BUG/MEDIUM: debug: only dump Lua state when panicking
For a long time, we've tried to show the Lua state and backtrace when
dumping threads so as to be able to figure is (and which) Lua code was
misbehaving, e.g. by performing expensive library calls. Since 3.1 with
commit
365ee28510 ("BUG/MINOR: hlua: prevent LJMP in hlua_traceback()"),
it appears that the approach is more fragile (though that fix addressed
a real issue about out-of-memory), and it's possible to occasionally
observe crashes or CPU loops with "show threads" while running Lua
heavily. While users of "show threads" are rare, the watchdog warnings,
which were also enabled on 3.1, also trigger these issues, which is
even more of a concern.
This patch goes the simple way to address this for now: since the purpose
of the Lua backtrace was to help locate Lua call places upon a panic,
let's only call the backtrace on panic but not in other situations. After
a panic we obviously don't care that the Lua stack might be corrupted
since it's never going to be resumed anyway. This may be relaxed in the
future if a solution is found to reliably produce harmless Lua backtraces.

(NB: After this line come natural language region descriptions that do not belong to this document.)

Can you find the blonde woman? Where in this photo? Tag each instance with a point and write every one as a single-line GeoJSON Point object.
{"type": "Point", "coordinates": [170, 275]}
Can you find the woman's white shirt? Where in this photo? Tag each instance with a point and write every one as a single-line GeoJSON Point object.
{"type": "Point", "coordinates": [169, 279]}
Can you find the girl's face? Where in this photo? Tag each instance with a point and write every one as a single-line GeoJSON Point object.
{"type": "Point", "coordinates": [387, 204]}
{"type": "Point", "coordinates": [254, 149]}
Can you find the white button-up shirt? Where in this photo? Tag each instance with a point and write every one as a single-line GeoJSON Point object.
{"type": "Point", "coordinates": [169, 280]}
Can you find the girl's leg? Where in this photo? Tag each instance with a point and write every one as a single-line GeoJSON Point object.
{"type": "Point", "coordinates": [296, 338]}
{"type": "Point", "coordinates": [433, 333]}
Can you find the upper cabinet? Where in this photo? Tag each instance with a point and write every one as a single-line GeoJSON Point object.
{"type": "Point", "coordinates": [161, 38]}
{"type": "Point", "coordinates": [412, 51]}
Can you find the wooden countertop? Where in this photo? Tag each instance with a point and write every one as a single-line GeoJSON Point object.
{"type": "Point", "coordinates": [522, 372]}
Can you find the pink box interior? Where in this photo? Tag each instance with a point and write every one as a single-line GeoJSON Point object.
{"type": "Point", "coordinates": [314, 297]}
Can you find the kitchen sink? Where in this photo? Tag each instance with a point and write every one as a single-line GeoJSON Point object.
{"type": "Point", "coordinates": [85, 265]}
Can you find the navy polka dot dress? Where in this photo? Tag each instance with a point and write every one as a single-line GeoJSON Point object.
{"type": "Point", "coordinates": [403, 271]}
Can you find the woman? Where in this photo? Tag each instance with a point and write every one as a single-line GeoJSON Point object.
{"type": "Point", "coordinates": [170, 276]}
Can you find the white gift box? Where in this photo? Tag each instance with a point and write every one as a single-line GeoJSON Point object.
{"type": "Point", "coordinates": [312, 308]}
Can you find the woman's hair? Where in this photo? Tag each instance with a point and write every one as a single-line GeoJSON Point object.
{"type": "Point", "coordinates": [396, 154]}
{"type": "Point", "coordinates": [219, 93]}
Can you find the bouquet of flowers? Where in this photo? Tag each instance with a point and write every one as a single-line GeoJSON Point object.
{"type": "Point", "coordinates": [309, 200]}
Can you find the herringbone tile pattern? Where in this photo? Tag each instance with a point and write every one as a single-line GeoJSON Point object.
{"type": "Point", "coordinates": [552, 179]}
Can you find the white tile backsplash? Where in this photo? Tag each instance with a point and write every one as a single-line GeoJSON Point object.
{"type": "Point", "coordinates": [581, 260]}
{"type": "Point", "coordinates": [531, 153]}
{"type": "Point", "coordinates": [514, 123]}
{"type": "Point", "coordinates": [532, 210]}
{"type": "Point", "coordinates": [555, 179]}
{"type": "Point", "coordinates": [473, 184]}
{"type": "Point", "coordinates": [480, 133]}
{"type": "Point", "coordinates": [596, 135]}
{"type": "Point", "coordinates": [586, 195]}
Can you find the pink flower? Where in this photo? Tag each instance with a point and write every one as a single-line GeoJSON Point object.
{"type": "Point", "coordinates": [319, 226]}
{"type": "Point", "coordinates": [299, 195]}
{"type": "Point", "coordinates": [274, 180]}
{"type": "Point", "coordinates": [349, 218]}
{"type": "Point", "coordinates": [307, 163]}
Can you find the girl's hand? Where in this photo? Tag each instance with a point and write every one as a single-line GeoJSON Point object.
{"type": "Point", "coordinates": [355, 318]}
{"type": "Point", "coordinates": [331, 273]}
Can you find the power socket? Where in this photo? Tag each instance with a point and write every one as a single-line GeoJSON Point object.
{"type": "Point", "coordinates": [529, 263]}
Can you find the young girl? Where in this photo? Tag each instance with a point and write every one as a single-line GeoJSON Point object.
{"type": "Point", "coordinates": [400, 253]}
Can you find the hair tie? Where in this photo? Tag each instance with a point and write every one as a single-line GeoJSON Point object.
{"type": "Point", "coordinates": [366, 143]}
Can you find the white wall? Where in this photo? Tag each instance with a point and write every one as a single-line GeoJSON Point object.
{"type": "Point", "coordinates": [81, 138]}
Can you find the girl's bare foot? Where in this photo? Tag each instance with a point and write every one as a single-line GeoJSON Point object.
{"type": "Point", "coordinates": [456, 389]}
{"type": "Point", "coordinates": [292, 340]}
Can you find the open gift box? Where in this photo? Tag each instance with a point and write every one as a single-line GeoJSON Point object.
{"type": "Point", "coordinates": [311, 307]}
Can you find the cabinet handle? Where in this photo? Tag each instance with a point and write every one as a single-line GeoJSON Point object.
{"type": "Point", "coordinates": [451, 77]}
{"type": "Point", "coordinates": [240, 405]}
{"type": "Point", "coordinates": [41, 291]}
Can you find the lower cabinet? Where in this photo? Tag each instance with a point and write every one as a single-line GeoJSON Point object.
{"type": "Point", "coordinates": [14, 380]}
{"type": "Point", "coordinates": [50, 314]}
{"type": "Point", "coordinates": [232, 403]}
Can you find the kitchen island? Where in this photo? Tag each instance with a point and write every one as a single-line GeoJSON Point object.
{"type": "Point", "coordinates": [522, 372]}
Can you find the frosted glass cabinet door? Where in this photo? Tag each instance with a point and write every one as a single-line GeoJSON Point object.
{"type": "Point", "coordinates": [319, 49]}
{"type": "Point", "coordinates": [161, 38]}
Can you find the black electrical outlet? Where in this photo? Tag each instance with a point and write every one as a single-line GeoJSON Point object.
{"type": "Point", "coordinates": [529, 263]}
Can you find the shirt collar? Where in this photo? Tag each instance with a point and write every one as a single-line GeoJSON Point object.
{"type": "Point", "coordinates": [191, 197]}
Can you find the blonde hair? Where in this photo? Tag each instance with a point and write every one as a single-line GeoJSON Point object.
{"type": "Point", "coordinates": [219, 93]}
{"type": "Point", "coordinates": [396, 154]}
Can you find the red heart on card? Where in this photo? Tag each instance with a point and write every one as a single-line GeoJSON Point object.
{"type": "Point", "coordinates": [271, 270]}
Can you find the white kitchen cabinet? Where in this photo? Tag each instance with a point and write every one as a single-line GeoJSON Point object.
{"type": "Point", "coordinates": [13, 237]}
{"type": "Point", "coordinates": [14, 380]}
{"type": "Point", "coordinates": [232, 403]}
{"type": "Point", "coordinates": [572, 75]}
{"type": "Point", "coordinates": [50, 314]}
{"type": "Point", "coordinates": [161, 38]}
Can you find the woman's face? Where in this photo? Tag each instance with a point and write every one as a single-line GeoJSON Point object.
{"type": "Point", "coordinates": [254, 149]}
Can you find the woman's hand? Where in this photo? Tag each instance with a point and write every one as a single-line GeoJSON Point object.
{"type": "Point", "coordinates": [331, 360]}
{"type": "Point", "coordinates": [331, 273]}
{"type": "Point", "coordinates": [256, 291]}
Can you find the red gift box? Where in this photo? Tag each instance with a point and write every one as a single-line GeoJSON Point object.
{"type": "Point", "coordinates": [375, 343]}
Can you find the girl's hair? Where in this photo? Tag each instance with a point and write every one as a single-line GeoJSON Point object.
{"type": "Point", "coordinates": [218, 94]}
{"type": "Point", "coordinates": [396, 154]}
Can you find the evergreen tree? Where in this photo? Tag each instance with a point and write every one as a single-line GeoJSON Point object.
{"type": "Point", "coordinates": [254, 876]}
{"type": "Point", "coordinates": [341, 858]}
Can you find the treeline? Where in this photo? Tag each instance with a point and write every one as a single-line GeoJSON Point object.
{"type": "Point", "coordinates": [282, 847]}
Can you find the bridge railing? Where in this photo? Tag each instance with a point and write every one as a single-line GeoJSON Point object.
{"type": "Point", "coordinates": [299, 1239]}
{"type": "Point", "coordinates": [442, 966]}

The commit above was backported to all stable branches, so this patch
will be needed everywhere. However, TAINTED_PANIC only appeared in 2.8,
and given the rarety of this bug before 3.1, it's probably not needed
to make any extra effort to go beyond 2.8.
It's easy enough to test a version for being subject to this issue,
by running the following Lua code:
local function stress(txn)
for _, backend in pairs(core.backends) do
for _, server in pairs(backend.servers) do
local stats = server:get_stats()
end
end
end
core.register_fetches("stress", stress)
in the following config file:
global
stats socket /tmp/haproxy.stat level admin mode 666
tune.lua.bool-sample-conversion normal
lua-load-per-thread "stress.lua"
listen stress
bind :8001
mode http
timeout client 5s
timeout server 5s
timeout connect 5s
http-request return status 200 content-type text/plain lf-string %[lua.stress()]
server s1 127.0.0.1:8000
and stressing port 8001 with 100+ connections requesting / in loop, then
issuing "show threads" on the CLI using socat in loops as well. Normally
it instantly segfaults (sometimes during the first "show").